Calcified nodules (CNs) are eccentric calcified lesions protruding into the vascular lumen, and the long-term outcomes of drug-eluting stents are unfavorable [1].
To maintain patency, reducing calcification through debulking procedures is essential [1]. Rotational atherectomy (RA), the Coronary Orbital Atherectomy System (OAS) and excimer laser coronary atherectomy are commonly employed for this purpose [2]. However, these methods often prove inadequate when there is an unfavorable wire bias. This report proposes a treatment approach for CNs by presenting a case where directional coronary atherectomy (DCA) was successfully performed when conventional debulking techniques failed to achieve optimal outcomes.
A 49-year-old male dialysis patient presenting with effort angina underwent a 1.75 mm RA procedure for CN at segment 1 (Figure 1). Subsequent intravascular ultrasound (IVUS) revealed a significant residual mass of calcification, necessitating additional ablation. However, due to strong wire bias contact with the healthy vessel wall, using a larger burr posed a high risk of vascular injury. Therefore, we decided to perform DCA. An Atherocut catheter L 6 mm (NIPRO corporation, Osaka, Japan) was delivered and expanded to 5 atm. The procedure was successfully performed and the percent plaque area improved from 80% to 52%. The intervention concluded with 4.5 mm non-compliant balloon and drug-eluting balloon (DEB) expansion, employing a non-stent strategy. At 10-month follow-up, multislice computed tomography showed no restenosis.
Wire bias, which denotes the contact location between the guide wire and the vessel wall, is a significant predictor of vascular injury as it predicts the contact between the burr or crown and the vessel wall. The location ablated by RA or OAS is determined by wire bias and cannot be controlled intentionally. This often leads to suboptimal debulking in CN cases, resulting in difficulties with balloon expansion and stent under-expansion. Conversely, DCA allows for intentional determination of the cutting site by directing the cutter towards the target plaque identified via IVUS. This method allows for the reduction of the target plaque while avoiding healthy vessel walls, making DCA a highly advantageous treatment strategy for CN.

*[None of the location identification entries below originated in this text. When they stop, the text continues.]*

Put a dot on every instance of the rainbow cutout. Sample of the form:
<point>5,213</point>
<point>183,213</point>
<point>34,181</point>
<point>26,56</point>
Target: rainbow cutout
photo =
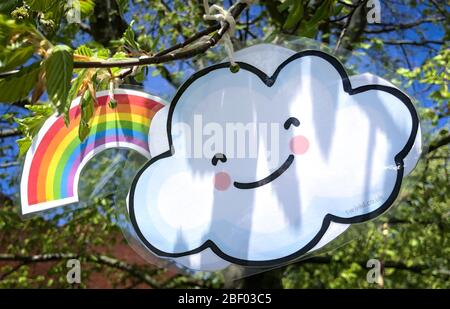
<point>54,162</point>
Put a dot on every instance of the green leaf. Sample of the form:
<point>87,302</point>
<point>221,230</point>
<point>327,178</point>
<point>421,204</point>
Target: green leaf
<point>40,5</point>
<point>59,69</point>
<point>285,5</point>
<point>123,6</point>
<point>24,144</point>
<point>31,125</point>
<point>295,15</point>
<point>18,86</point>
<point>129,38</point>
<point>87,6</point>
<point>83,50</point>
<point>87,111</point>
<point>8,5</point>
<point>16,57</point>
<point>322,13</point>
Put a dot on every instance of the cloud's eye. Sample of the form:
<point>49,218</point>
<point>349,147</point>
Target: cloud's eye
<point>291,121</point>
<point>218,157</point>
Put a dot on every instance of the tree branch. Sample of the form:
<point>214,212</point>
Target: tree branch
<point>396,265</point>
<point>396,27</point>
<point>443,141</point>
<point>9,133</point>
<point>170,54</point>
<point>176,52</point>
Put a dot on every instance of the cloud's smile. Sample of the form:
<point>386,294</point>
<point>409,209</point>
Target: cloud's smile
<point>268,179</point>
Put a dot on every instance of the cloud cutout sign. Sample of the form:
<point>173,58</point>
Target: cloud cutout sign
<point>260,165</point>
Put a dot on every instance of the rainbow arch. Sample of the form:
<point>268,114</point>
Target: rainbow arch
<point>56,157</point>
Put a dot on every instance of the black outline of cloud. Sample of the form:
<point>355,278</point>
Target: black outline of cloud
<point>269,82</point>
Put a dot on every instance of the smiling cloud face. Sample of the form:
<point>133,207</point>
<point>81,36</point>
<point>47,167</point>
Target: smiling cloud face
<point>262,165</point>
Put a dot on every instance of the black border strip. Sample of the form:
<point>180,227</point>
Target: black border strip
<point>270,81</point>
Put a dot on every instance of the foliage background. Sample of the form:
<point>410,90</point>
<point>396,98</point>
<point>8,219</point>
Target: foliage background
<point>35,38</point>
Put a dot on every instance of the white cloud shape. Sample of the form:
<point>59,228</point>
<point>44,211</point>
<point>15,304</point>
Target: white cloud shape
<point>351,171</point>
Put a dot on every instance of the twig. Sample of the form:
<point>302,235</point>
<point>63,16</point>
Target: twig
<point>173,53</point>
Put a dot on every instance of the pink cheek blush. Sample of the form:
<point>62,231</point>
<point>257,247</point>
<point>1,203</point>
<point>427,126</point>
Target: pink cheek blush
<point>299,145</point>
<point>222,181</point>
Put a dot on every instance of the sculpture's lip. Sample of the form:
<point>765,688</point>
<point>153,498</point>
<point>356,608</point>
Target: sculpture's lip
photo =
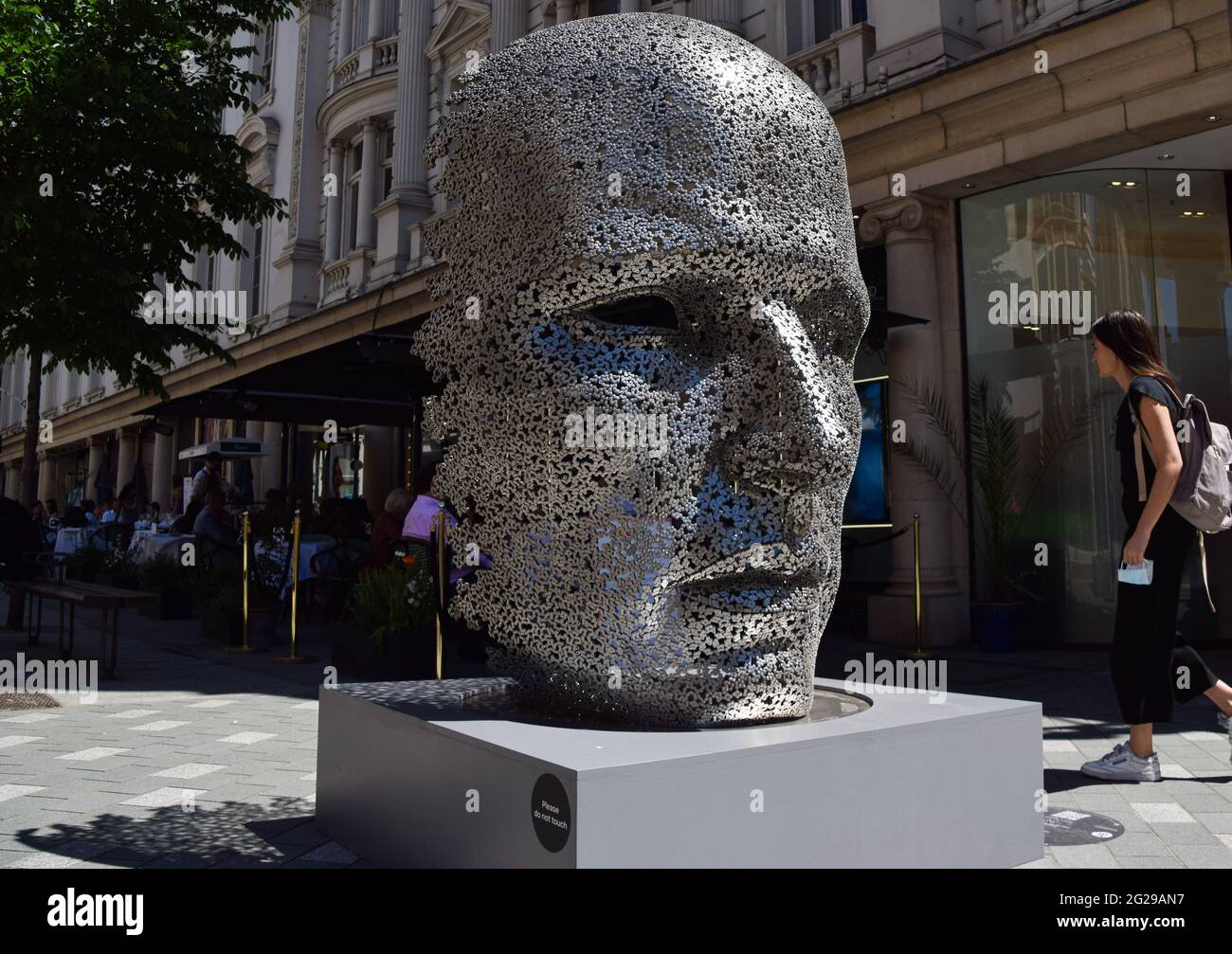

DCA is typically used for bifurcation lesions involving non-calcified plaques, and its utility for calcified lesions is not well known. However, studies have shown that DCA can effectively excise calcified plaques in vitro [3]. DCA was revived in 2014 following improvements in catheter technology and the emergence of DEB and is currently an atherectomy device available exclusively in Japan. However, accumulating evidence on its long-term outcomes and safety suggests that its use may expand to other regions in the future. As demonstrated in this case, DCA offers a viable treatment strategy for CNs where RA and OAS fail to achieve effective debulking, potentially leading to improved long-term outcomes. Percutaneous coronary intervention for CNs remains a developing field, and various strategies are required to achieve better long-term results. As illustrated in this case, combining DCA with RA or OAS for CNs that do not respond adequately to conventional methods can yield favorable outcomes and promising long-term results.